Objective To determine whether the complementary approach of manipulative osteopathic treatment accelerates complete meconium excretion and improves feeding tolerance in very low birth weight infants.
Methods This study was a prospective, randomised, controlled trial in premature infants with a birth weight 1500 g and a gestational age 32 weeks who received a visceral osteopathic treatment algorithm 3 times during their first week of life or no treatment.
Results Passage of last meconium occurred after a median of 7.5 days (95% confidence interval: 6–9 days, n = 20) in the intervention group and after 6 days (95% confidence interval: 5–9 days, n = 21) in the control group (p = 0.11). However, osteopathic treatment was associated with a 12 day longer time to full enteral feedings (p = 0.02), and a longer hospital stay (44 days longer in the intervention group; n.s). Osteopathic treatment was tolerated well and no adverse events were observed.

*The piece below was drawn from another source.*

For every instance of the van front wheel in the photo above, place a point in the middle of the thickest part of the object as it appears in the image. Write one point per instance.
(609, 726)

Conclusions Visceral osteopathic treatment oft the abdomen did not accelerate meconium excretion in VLBW-infants. However infants in the osteopathic group had a longer time to full enteral feedings and a longer hospital stay what must be interpreted as negative side effect. Further investigations are needed with modified protocols focussed on cranial osteopathy in this vulnerable group of patients. Currently the application of visceral osteopathic techniques cannot be recommended in VLBW-infants without further clinical trials.